Senin, 22 Juli 2013

Using the AP Physics 1 Curriculum Framework -- it's a reference work, not a novel.

What will an AP Physics 1 test look like?  Neither you nor I has much guidance from sample questions published by the AP Physics 1 test development committee.  You can find what has been released by downloading the curriculum framework and looking toward the back -- you'll see about 10 sample questions.

But that tome of a curriculum framework includes all these hyper-specific "learning objectives."  Many in College Board leadership positions contend that teachers should carefully read all 150+ pages.  I disagree.  Read one small section to get a feel for the curriculum framework.  Read the "Science Practice" skills students will be expected to demonstrate.  You should look at the "concepts at a glance" that start on page 152, and you should get a copy of the topic checklists that are being distributed at AP Summer Institutes and workshops.*  Use these checklists along with the sample problems that have been and will be provided in order to plan your AP course.  As you actually start your course, refer to the learning objectives and the "essential knowledge" statements as necessary to adjust your focus.  After a few years of teaching AP Physics 1, you'll develop a good sense of what is and isn't important.

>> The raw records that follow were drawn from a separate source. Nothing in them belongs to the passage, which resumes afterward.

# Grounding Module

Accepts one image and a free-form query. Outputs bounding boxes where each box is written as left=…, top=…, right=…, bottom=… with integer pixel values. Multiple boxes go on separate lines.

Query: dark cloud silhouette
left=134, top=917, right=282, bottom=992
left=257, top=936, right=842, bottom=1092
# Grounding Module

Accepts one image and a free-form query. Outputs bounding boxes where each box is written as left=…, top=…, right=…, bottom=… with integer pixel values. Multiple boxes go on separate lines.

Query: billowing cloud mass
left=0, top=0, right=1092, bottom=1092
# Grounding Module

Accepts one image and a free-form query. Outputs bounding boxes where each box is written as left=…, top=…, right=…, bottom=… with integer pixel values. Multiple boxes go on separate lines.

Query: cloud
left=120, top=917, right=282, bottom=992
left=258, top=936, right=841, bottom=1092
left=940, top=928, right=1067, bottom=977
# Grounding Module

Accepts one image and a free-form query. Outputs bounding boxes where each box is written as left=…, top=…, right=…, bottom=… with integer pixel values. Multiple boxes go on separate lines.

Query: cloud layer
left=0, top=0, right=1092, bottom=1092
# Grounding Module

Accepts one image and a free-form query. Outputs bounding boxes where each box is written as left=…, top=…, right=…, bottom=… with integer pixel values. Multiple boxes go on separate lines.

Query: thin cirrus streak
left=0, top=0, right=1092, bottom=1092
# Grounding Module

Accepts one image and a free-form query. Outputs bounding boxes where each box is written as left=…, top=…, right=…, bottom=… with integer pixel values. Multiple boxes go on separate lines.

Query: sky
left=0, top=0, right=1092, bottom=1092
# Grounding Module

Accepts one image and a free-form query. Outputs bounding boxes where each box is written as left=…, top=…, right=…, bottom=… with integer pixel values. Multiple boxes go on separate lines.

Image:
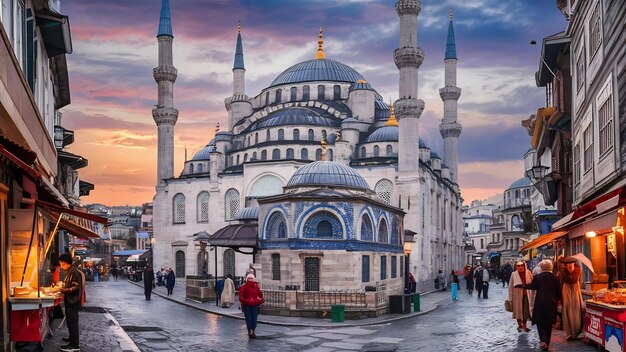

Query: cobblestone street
left=73, top=280, right=597, bottom=352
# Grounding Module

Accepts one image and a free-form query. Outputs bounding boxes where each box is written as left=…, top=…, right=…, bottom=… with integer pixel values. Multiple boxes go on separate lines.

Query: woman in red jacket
left=239, top=274, right=264, bottom=338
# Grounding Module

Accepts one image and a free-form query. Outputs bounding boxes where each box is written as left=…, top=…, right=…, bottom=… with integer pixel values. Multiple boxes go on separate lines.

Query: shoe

* I can't link a copy, because I don't believe these documents have been released except in the materials provided to APSI participants.

Most importantly, don't stress about possibly missing a detail that might be buried in this tome.  Let's say you miss the Physics 2 sentence that says electric and magnetic field "lines" will be replaced by vector field notation.  That's a change from standard textbook coverage, from what most of us learned in college, and from the AP Physics B exam.  But so what, say you teach field lines the old way.  What happens?  Your students possibly struggle with one point somewhere on the Physics 2 exam this year.  And you figure out a year or two down the road that you've been doing it wrong.  And you change.

[Personal story:  I attended my AP Summer Institute in 1997, right after special relativity had been taken off the exam.  Based on the instructor's suggestion, I wrote a huge note: "NO SPECIAL REL!"  Then in March I went and taught special relativity, thinking it was on the exam.  No, no one fired me, and my students did quite well.  Relax, and take a minimum three-year long-term focus.]

When I created my best attempt at a practice test, I simply entered every learning objective from the AP Physics 1 curriculum into random.org, and wrote a multiple choice question to test each of the first 50 LOs that showed up.  Randomizing and using the LOs is a good exercise if you have the time and creativity to use them as review, or to write questions toward them (or even to ask students to write questions toward them).

Is that generally how the actual AP Physics 1 test will be developed?  Almost definitely not.  Hopefully, in summer 2014 when the official course description comes out, we'll see some further guidance about how much of the test will be devoted to each topic.  For now, I'm doing my best to represent the nature of this brand new test.  I will be wrong in many places.  I will fail to emphasize some part of the exam that shows up significantly; that could be a topic, or a skill, or just a simple approach to a complex idea.  After the first test in 2015, I will evaluate my teaching, and improve.  By 2017, I'll have figured most of it out.

And you do the same.  Don't listen to the education professor types who expect you to read, remember, and use every word of the framework.  Think of the framework like a dictionary -- you should have a good idea what's in there, but you don't read it front to back.  You look things up when you need them, with the goal of becoming fluent in the language, not of being able to parrot the contents.